The landlord’s complaint handling
- There was no dispute that the resident made a complaint on 12 November 2022. The landlord’s system had acknowledged the complaint with an automated message on the same day. The landlord only responded after the resident chased the landlord on 27 November 2022. The first Stage 1 response of 13 December 2022 was therefore 2 weeks late.
- The landlord decided to address its omission in referring the resident to our Service by sending a fresh Stage 1 response on 6 January 2023. The landlord did not accept the request for escalation until 13 February 2023. The resident calculated that the Stage 2 response would have been due on 26 January 2023. It was sent on 21 March 2023. In the circumstances, the landlord’s approach delayed the response overall. While there was a delay, in our view. this was not evidence of the landlord blocking the resident’s complaint. We accept that the omission in the first Stage 1 response was just an “honest mistake”. The landlord recognised its delay and omission and offered £75 by way of compensation. We found this resolved that aspect of the landlord’s complaint handling.
- The response of 13 December 2022 could have been more helpful and adopted a more positive approach. Rather than simply stating the resident’s comments were “unsubstantiated”, the landlord could have requested detail as did S1. It could have, for example, explained its decisions in neutral terms and what steps the resident or landlord could take if the customer hub did not have the answers.

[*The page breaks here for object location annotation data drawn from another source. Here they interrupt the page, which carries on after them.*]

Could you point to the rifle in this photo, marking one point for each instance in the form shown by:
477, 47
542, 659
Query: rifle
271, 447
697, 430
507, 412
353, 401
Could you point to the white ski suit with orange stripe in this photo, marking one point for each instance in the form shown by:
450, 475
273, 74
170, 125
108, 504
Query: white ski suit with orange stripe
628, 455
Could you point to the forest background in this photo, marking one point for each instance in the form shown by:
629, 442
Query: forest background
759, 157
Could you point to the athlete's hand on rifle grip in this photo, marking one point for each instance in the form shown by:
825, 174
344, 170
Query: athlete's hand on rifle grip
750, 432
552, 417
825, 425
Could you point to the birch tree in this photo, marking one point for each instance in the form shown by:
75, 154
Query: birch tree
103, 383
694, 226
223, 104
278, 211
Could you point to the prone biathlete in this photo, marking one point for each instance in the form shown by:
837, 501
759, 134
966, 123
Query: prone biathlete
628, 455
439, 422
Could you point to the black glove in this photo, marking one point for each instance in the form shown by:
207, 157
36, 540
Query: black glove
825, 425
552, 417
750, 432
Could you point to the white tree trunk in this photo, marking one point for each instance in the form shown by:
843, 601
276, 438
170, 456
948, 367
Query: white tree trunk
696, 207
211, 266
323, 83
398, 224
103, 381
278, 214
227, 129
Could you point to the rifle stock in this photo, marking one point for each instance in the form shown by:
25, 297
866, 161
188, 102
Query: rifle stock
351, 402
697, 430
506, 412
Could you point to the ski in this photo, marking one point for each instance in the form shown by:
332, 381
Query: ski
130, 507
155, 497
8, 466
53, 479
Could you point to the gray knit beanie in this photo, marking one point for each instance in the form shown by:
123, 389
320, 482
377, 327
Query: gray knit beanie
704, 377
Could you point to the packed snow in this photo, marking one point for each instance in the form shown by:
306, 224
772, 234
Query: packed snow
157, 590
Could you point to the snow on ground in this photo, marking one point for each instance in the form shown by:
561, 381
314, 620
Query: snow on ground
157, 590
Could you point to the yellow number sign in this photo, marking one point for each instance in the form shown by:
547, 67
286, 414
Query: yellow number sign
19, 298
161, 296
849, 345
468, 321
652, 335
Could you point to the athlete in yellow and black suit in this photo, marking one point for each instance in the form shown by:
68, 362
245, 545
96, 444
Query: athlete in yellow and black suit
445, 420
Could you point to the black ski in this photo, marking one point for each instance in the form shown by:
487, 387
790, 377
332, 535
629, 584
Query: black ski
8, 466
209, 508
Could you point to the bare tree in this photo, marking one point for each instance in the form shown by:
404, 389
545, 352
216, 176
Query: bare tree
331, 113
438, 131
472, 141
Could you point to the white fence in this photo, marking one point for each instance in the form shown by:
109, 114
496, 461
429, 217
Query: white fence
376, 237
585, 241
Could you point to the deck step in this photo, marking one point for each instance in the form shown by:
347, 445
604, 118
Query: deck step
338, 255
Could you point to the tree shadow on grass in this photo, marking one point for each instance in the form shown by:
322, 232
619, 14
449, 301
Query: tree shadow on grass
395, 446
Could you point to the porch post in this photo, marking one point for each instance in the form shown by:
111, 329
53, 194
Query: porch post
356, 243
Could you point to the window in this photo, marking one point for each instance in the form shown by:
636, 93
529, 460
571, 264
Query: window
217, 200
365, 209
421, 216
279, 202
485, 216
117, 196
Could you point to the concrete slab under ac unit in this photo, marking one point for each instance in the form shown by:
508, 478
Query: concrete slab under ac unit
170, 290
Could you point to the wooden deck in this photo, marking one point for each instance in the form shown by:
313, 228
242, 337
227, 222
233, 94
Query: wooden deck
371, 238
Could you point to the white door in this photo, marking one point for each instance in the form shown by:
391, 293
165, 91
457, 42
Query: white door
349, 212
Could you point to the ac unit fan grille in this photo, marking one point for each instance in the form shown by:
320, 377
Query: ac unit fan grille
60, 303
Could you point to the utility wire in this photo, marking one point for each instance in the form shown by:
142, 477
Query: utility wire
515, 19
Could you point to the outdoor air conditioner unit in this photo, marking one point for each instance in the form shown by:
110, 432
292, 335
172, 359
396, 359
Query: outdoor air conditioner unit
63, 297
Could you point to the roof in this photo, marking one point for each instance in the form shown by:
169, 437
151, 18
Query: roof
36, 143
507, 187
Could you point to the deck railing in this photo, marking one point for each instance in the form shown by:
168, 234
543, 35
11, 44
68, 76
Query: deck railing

- The second Stage 1 response set out a full explanation as to why S1 was nominated to deal with the resident’s queries. It confirmed S2 had received training. It set out the timescales for responding to queries and managed expectations by explaining it did not always meet the standard. It explained its delays and how it was addressing this. It acknowledged this should have been explained to the resident. It had carried out a review of S1 responses. It was positive that the landlord took on board the resident’s comments and would review the performance of the digital team.
- The Stage 2 response reasonably reviewed the complaint, and while it did not add much to the substance, it made an offer of compensation for the complaint handling failures identified.
- In the circumstances, we find that by its apologies, explanations and offer of compensation, the landlord offered reasonable redress in relation to the landlord’s complaint handling.
- In accordance with Paragraph 52 of the Housing Ombudsman Scheme, there was no maladministration in relation to the resident’s complaint about how the landlord managed its communication with the resident including its decision to nominate a staff member as a point of contact and how that staff member managed communication.
- In accordance with Paragraph 53.b of the Housing Ombudsman Scheme, in the Ombudsman’s view, there was an offer of reasonable redress in relation to the landlord’s complaint handling.